Jules Janin schrieb 1839 in seinem Artikel "Der Daguerreotyp": "Wir haben die großen Denkmäler von Paris auf diese
Wiese reproduziert gesehen, von Paris, das nun wirklich die EWIGE STADT werden wird."
Für Janin hatte sich die Stadt verdoppelt und hatte Unsterblichkeit erlangt.
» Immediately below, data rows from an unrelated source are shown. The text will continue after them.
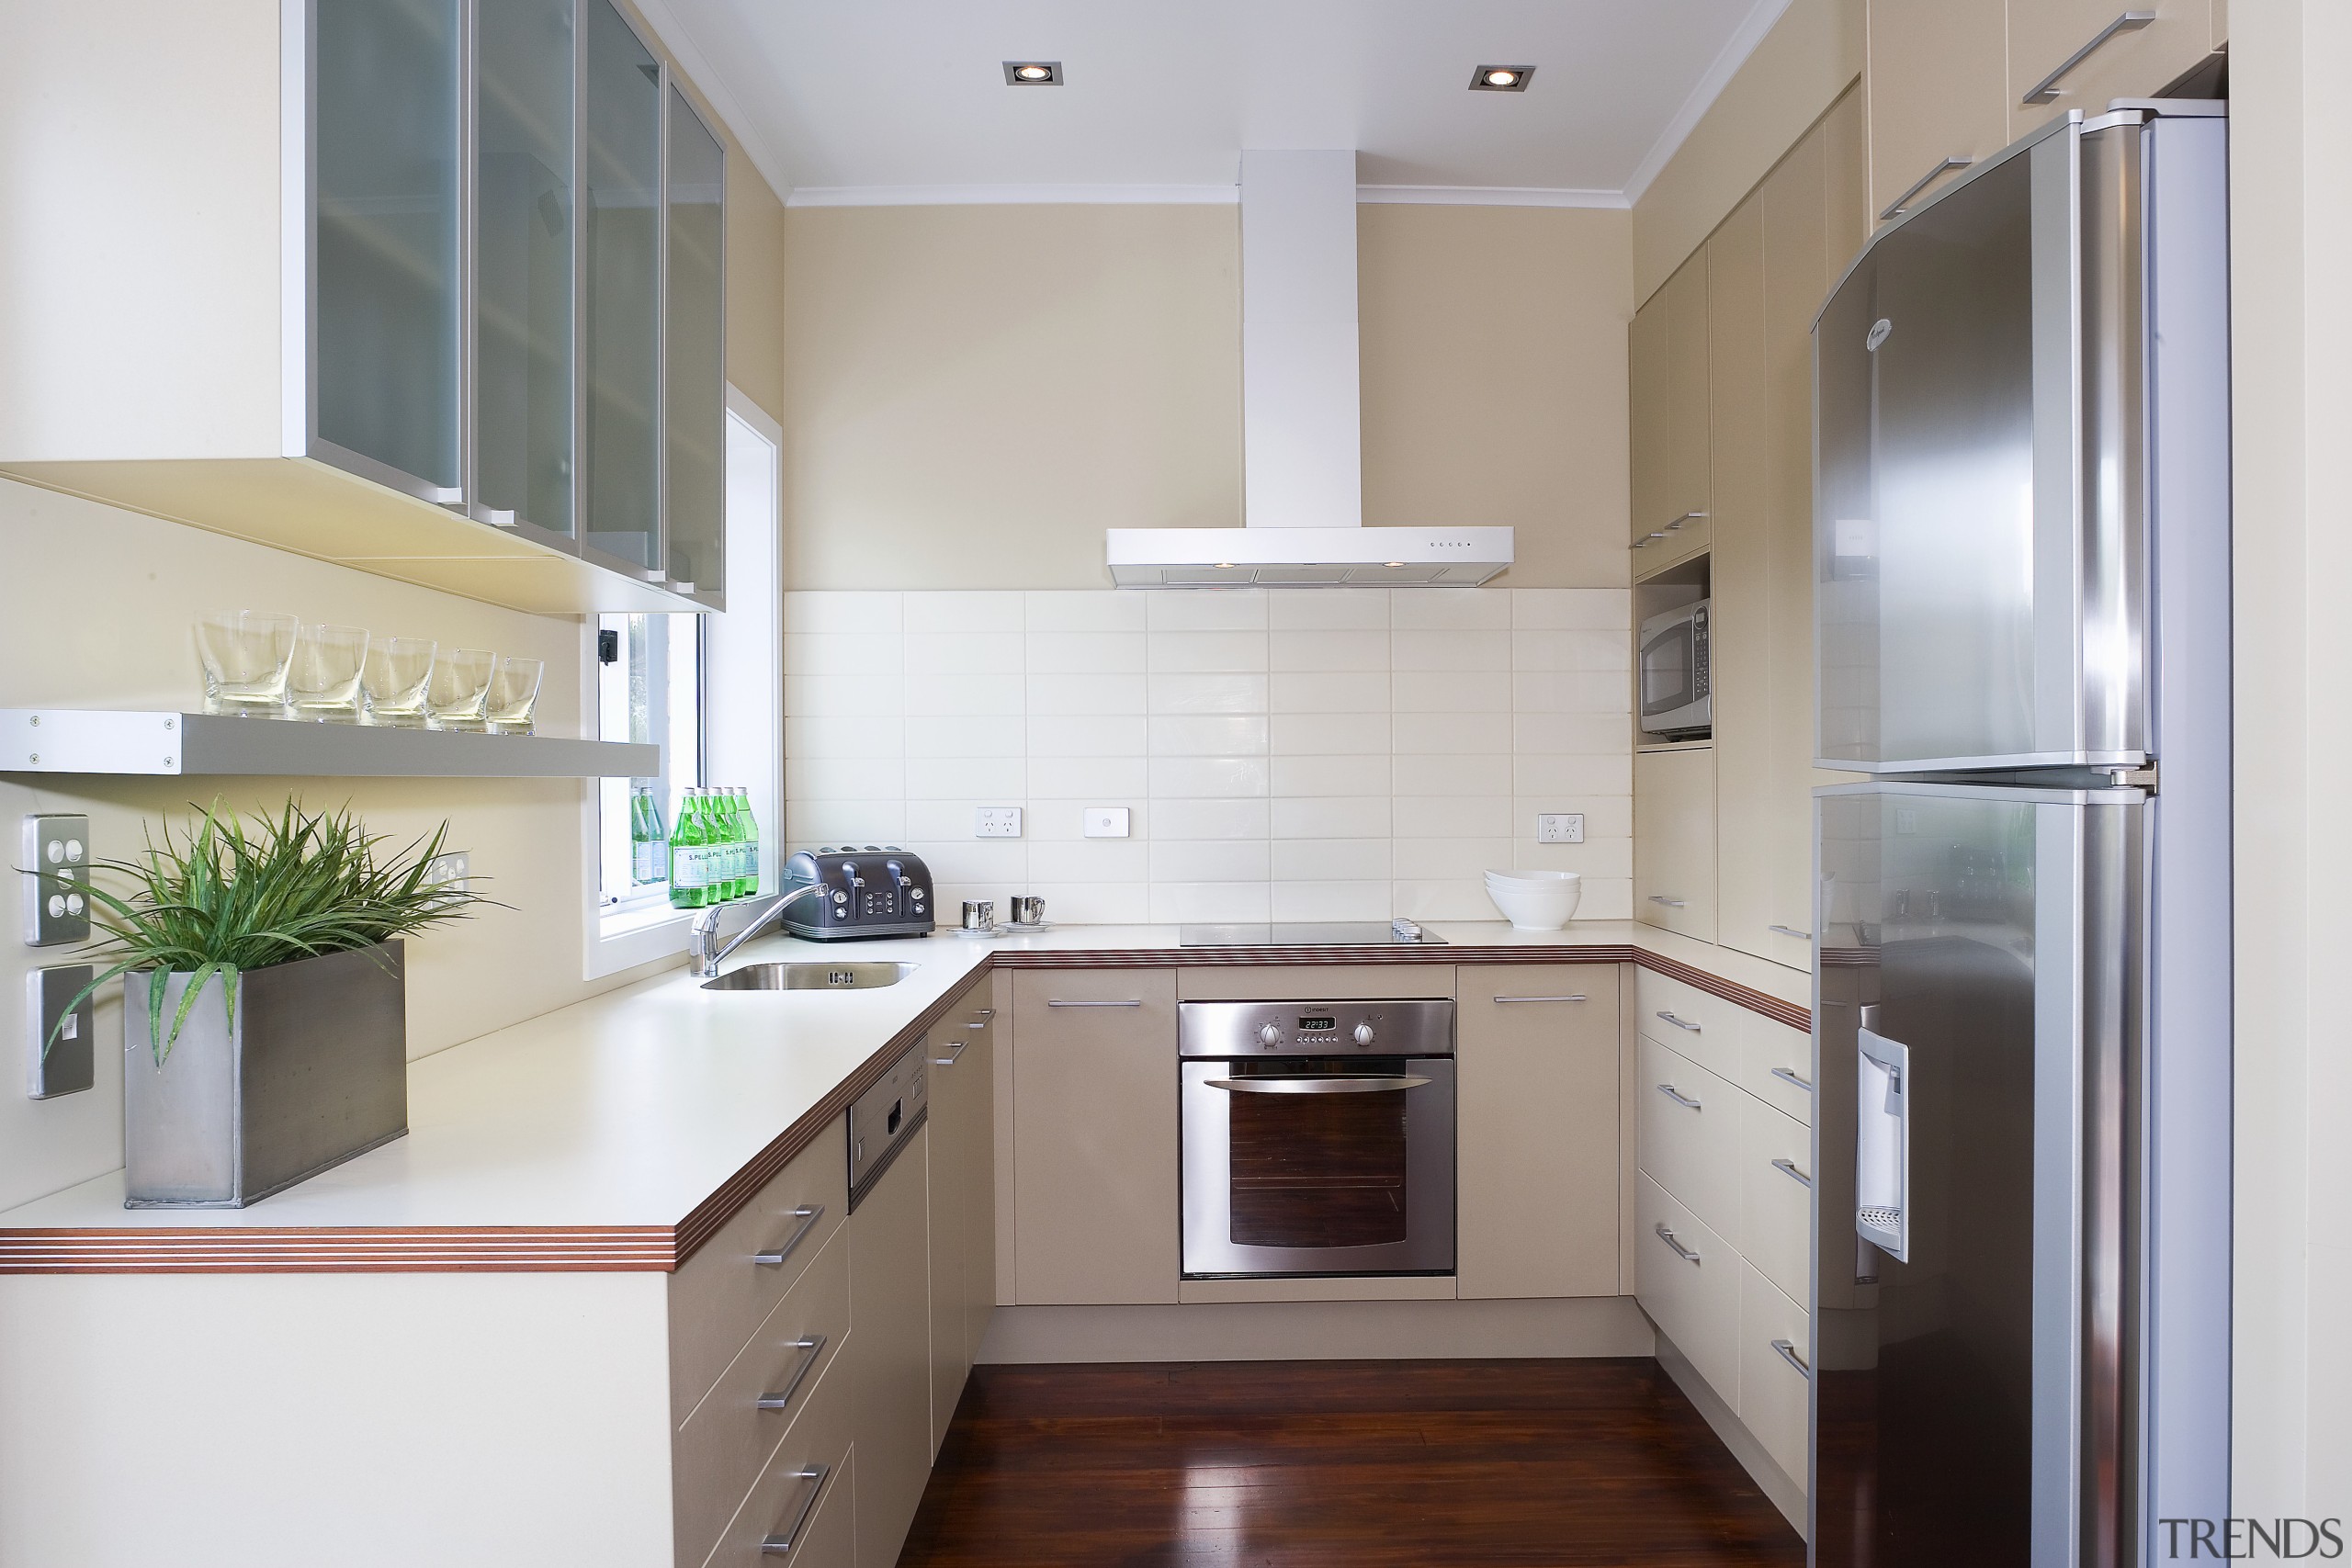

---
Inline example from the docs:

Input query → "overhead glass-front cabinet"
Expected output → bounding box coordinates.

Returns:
[664,86,726,606]
[581,0,664,581]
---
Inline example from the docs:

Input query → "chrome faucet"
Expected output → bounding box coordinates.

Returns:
[688,882,829,979]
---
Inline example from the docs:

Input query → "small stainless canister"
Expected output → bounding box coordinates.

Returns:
[961,900,995,932]
[1008,895,1046,927]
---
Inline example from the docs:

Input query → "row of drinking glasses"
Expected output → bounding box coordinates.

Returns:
[195,610,543,732]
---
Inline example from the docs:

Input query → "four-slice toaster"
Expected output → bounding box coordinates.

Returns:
[777,848,935,940]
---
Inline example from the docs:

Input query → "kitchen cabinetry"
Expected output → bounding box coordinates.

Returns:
[1457,966,1623,1299]
[1634,746,1717,942]
[1630,253,1712,572]
[1010,968,1181,1305]
[2006,0,2222,143]
[1864,0,2010,222]
[0,0,727,615]
[927,988,998,1453]
[851,1121,933,1568]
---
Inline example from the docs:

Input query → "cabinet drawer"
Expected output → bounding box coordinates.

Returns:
[673,1226,852,1566]
[1637,1036,1743,1240]
[1634,966,1741,1082]
[1738,1013,1814,1125]
[1737,1094,1812,1306]
[670,1125,849,1426]
[1738,1259,1812,1489]
[1635,1171,1740,1404]
[700,1353,856,1568]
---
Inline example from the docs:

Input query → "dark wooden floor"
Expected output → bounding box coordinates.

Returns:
[898,1359,1804,1567]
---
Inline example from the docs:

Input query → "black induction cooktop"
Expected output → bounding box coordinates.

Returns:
[1178,920,1446,948]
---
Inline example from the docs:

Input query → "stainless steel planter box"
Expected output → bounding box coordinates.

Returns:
[122,942,408,1208]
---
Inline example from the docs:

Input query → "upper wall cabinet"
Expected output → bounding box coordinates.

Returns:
[0,0,727,616]
[1629,252,1711,577]
[2005,0,2223,144]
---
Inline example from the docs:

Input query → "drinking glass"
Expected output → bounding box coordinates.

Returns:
[286,624,370,722]
[194,610,300,715]
[361,637,437,728]
[424,648,497,730]
[483,655,544,735]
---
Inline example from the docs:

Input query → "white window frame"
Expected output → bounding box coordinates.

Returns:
[582,385,783,979]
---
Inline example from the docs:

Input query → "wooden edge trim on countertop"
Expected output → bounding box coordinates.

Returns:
[1,942,1809,1275]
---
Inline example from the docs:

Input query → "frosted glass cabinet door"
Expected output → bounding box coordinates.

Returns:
[472,0,577,542]
[581,0,662,575]
[313,0,463,502]
[664,87,725,602]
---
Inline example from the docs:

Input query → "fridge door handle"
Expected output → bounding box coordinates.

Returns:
[1856,1024,1911,1263]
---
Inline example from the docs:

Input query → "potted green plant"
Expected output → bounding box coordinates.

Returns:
[44,801,488,1208]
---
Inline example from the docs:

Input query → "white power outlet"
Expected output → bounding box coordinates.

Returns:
[1082,807,1130,839]
[973,807,1023,840]
[424,852,471,894]
[1536,814,1585,844]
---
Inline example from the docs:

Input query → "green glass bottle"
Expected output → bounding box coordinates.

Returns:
[667,787,706,908]
[713,787,742,901]
[737,787,760,898]
[629,786,664,886]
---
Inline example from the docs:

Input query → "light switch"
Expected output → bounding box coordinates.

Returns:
[1536,814,1584,844]
[973,807,1023,839]
[1082,807,1130,839]
[27,964,95,1100]
[22,815,91,946]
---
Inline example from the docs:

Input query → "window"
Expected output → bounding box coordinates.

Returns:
[583,387,781,978]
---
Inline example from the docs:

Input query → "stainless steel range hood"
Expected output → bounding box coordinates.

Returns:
[1106,151,1513,588]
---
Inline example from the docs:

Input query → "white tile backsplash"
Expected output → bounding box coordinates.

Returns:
[783,588,1634,926]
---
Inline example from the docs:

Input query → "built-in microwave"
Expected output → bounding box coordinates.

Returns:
[1638,599,1711,739]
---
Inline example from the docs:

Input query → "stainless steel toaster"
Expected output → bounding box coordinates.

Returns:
[777,848,935,941]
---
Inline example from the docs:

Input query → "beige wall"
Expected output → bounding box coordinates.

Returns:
[2228,0,2352,1517]
[1631,0,1864,303]
[779,202,1634,591]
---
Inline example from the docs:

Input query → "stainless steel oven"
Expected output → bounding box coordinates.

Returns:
[1179,998,1455,1279]
[1638,598,1712,739]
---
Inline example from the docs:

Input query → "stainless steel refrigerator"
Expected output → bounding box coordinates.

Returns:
[1809,104,2231,1568]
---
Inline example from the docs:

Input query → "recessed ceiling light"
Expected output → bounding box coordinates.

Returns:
[1469,64,1535,92]
[1003,61,1062,85]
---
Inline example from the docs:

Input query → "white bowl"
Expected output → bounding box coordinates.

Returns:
[1484,870,1581,930]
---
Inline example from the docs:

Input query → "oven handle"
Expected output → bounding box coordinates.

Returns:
[1204,1076,1434,1095]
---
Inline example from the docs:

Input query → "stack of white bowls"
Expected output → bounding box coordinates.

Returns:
[1484,868,1583,931]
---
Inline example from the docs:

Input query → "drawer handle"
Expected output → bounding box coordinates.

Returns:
[1770,1337,1812,1379]
[974,1009,994,1018]
[1770,1066,1814,1092]
[1046,998,1141,1008]
[1654,1223,1702,1265]
[1630,532,1666,549]
[2021,9,2155,105]
[1647,895,1688,908]
[1655,1010,1701,1032]
[1493,995,1588,1005]
[1767,924,1813,942]
[1656,1083,1702,1111]
[933,1038,971,1066]
[1879,156,1973,220]
[1664,511,1708,530]
[967,1021,989,1029]
[756,1335,829,1415]
[753,1205,826,1268]
[1770,1156,1813,1190]
[759,1463,831,1555]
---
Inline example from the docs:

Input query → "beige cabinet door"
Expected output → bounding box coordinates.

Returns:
[2007,0,2219,143]
[1630,293,1670,553]
[925,1023,973,1456]
[1634,746,1716,942]
[849,1124,933,1568]
[1011,967,1181,1304]
[1457,965,1623,1299]
[958,1028,999,1368]
[1634,1170,1741,1402]
[1866,0,2009,225]
[1656,251,1713,570]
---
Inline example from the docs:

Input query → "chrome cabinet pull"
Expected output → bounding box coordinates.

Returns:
[1770,1156,1813,1190]
[933,1038,970,1067]
[1647,895,1688,908]
[1046,998,1141,1008]
[2022,10,2155,104]
[974,1009,994,1018]
[1492,995,1588,1005]
[1879,156,1973,220]
[1770,1338,1812,1379]
[1656,1083,1702,1111]
[1207,1076,1433,1095]
[1655,1224,1701,1265]
[1655,1010,1701,1032]
[1630,532,1666,549]
[752,1205,825,1268]
[1770,1065,1814,1092]
[759,1464,831,1555]
[1768,924,1813,941]
[755,1336,828,1414]
[1664,511,1708,530]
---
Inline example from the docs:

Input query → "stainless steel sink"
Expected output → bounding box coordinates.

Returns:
[700,961,919,992]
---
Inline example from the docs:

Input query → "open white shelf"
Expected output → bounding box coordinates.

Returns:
[0,709,658,779]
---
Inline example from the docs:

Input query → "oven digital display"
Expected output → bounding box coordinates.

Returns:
[1297,1015,1337,1032]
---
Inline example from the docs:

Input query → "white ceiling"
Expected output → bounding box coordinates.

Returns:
[635,0,1791,207]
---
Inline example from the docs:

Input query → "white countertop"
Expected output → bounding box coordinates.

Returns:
[0,920,1806,1242]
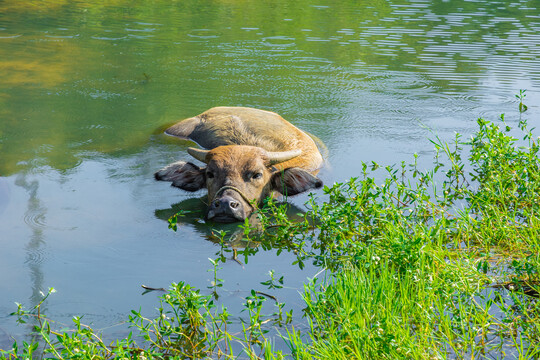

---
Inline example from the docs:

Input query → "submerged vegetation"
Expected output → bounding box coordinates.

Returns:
[2,102,539,359]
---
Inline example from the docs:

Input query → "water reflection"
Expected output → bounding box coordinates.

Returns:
[154,196,257,248]
[1,0,538,175]
[154,197,306,251]
[0,178,9,217]
[14,173,47,343]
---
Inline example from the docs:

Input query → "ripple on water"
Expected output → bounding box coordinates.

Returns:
[262,36,296,48]
[23,211,47,230]
[75,89,124,100]
[39,27,80,39]
[91,30,127,41]
[310,5,330,9]
[0,34,21,39]
[424,91,486,116]
[44,34,79,39]
[125,27,157,33]
[337,28,355,36]
[291,56,333,71]
[24,246,48,265]
[305,36,332,42]
[127,33,154,40]
[187,29,222,41]
[135,22,163,26]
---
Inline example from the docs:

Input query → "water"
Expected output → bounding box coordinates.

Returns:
[0,0,539,351]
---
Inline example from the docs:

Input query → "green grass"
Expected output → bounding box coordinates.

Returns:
[2,100,540,359]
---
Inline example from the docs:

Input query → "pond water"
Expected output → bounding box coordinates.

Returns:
[1,0,539,350]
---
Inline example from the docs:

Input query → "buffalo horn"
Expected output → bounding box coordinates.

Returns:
[187,147,210,163]
[267,149,302,165]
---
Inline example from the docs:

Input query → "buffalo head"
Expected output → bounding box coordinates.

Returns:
[155,145,322,223]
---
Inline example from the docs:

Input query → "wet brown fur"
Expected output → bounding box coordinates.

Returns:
[165,107,323,172]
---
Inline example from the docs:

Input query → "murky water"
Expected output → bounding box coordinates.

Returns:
[1,0,539,349]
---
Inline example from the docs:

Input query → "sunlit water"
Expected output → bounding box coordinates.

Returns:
[1,0,539,352]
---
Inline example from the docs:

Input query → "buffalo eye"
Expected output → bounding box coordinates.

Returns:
[206,171,215,179]
[252,172,263,180]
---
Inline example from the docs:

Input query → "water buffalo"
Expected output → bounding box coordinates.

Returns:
[155,107,324,223]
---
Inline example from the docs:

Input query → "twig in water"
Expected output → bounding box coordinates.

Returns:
[141,285,166,292]
[232,249,244,267]
[255,291,278,302]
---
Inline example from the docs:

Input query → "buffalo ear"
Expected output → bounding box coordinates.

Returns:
[271,168,323,196]
[155,161,206,192]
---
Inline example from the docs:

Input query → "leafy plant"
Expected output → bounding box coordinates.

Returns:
[516,89,528,113]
Dass das alte Paris 20 Jahre später von Baron Hausmann linearisiert wird, niedergerissen wird, und den Bedingungen
des industriealisierten Verkehrs und der raschen Ausbreitung von Industrie und Handel angepasst wird --- denn auf Grund
dieser Expansion stand die Stadt im Begriff, unbewohnbar zu werden --- war aus der Sicht Janins nicht mehr als
konsequent. Ebenso wie Paris "lebt" das "alte London" bis heute in den Fotografien von Dixon und den Gebrüdern Bool.
Manche Fotobücher nehmen sich so gesehen wie die Ankündigung der Liquidierung des Dargestellten aus.

Resümierend über Zeit und Fotografie lässt sich also sagen:
Die Fotografie untermauert noch einmal die Vergänglichkeit, die sie eigentlich negieren soll. Im Versuch, Dinge aus der
Zeit zu nehmen produziert sie umso unerbittlicher ihre eigenen Antriebskräfte.